Quest’epoca si esaurisce a fine degli anni 80, anche se sono molti i gruppi musicali che ne raccolgono il testimone ma che non riescono più a riproporre la stessa urgenza, sincerità, approccio. L’hardcore punk (vedi nuovi nomi come Green Day, Blink 182, Offspring o NoFx) diventa un surrogato dell’impatto rivoluzionario originale, viene divorato dall’industria discografica e di abbigliamento, liofilizzato e servito su un piatto presentabile e appetibile. Non è una novità.
E’ anzi la regola che ciò che nasce dal basso sia semplicemente un “laboratorio” gratuito per la potenziale successiva massificazione, in base a quanto queste nuove tendenze vendano e siano ben recepite dai futuri consumatori.
Fortunatamente nel sottobosco cova ancora una fiamma in cui spontaneità e attitudine si rivelano sporadicamente proponendo nuovi nomi, destinati a rimanere appannaggio di pochi ma che mantengono acceso il fuoco.

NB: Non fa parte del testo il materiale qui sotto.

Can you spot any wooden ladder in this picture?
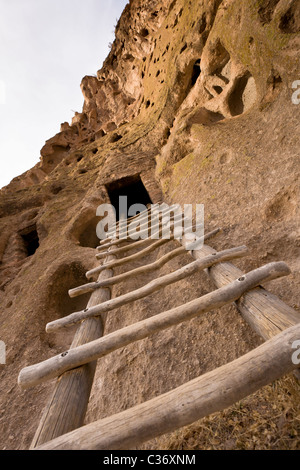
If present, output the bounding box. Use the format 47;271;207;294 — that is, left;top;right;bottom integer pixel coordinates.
19;208;300;450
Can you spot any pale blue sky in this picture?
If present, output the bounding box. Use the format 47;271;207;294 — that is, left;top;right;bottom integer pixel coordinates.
0;0;128;188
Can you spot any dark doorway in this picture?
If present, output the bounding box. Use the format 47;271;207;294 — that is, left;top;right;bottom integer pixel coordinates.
20;225;40;256
106;175;152;220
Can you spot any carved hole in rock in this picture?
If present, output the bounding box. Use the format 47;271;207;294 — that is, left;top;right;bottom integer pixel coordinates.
199;13;207;34
191;59;201;87
106;174;152;220
50;184;64;194
78;215;99;248
19;225;40;256
228;72;257;116
258;0;280;25
43;261;90;351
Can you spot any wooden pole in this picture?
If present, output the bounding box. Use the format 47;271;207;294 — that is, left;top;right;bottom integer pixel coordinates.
46;246;250;333
19;263;289;388
192;245;300;340
69;229;219;297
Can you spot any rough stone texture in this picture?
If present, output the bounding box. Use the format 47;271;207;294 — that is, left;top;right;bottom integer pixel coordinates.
0;0;300;449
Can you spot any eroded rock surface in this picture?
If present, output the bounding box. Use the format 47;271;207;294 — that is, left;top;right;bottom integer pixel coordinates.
0;0;300;449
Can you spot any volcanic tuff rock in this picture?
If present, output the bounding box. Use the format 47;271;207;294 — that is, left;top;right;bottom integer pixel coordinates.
0;0;300;449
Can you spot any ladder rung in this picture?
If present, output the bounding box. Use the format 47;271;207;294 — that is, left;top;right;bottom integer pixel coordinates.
46;246;251;333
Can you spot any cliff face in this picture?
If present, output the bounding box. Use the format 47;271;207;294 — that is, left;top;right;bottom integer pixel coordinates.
0;0;300;449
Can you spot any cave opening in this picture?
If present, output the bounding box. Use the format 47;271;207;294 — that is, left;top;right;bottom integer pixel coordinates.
20;225;40;257
106;174;152;220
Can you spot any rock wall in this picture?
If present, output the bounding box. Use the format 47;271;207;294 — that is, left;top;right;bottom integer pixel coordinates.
0;0;300;449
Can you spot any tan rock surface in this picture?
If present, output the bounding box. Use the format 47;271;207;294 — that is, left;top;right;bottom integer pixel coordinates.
0;0;300;449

Sono usciti tantissimi libri che ricordano e dissertano di questo ambito.
Recentemente GoodFellas Edizioni ha pubblicato un librone di oltre 500 pagine, “Virus. Il punk è rumore”, in cui Marco Teatro e Giacomo Spazio raccolgono un’incredibile mole di materiale prodotta dal centro sociale Virus di Milano durante la sua attività, dal 1982 al 1989: volantini, locandine, fogli, fanzine, ritagli di giornale.

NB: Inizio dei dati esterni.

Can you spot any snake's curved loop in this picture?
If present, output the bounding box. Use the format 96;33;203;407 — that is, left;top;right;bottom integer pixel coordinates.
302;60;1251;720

L’aspetto più interessante e affine allo spirito originario è che non ci sono analisi sociologica, approfondimenti o pareri personali ma solo ciò che è stato realizzato, nudo e crudo, una foto in bianco ma soprattutto nero di ciò che è stato in quegli anni con tutte le ingenuità, l’approssimazione, la freschezza, l’urgenza, l’irruenza, la cattiveria, la disperazione l’ironia, la rabbia di quei tempi. E’ uno dei testi più interessanti in tal senso, che si discosta da quell’infausta modalità ormai consolidata di ricordi dei vari protagonisti (soprattutto americani) in cui si evidenziano solo gli aspetti spettacolari (risse, scontri con la polizia, droghe e fatti incresciosi e sensazionalistici), lasciando l’aspetto e lo spessore culturale in secondo piano (o addirittura non menzionandolo minimamente).

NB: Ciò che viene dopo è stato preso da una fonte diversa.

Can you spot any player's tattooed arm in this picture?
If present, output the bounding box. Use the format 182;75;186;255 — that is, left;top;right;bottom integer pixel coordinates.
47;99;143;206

Personalmente ho frequentato spesso il “Virus” e la scena hardcore (sono passati alla “storia” i concerti che organizzavamo a Piacenza all’Osteria di Sacc di via Taverna – ora Chez art – la domenica pomeriggio con i migliori gruppi italiani, proprio per permettere la partecipazione di appassionati quasi tutti minorenni e quindi senza patente, che arrivavano da mezza Italia in treno), suonandoci anche nel 1982 con i “miei” Chelsea Hotel in una tre giorni che raccolse tutti i gruppi italiani, chiamata “Offensiva di primavera”.
Tempi passati e vissuti al 100% e che è giusto cristallizzare nell’epoca in cui avevano un senso ben preciso e il cui revival è tutt’altra cosa.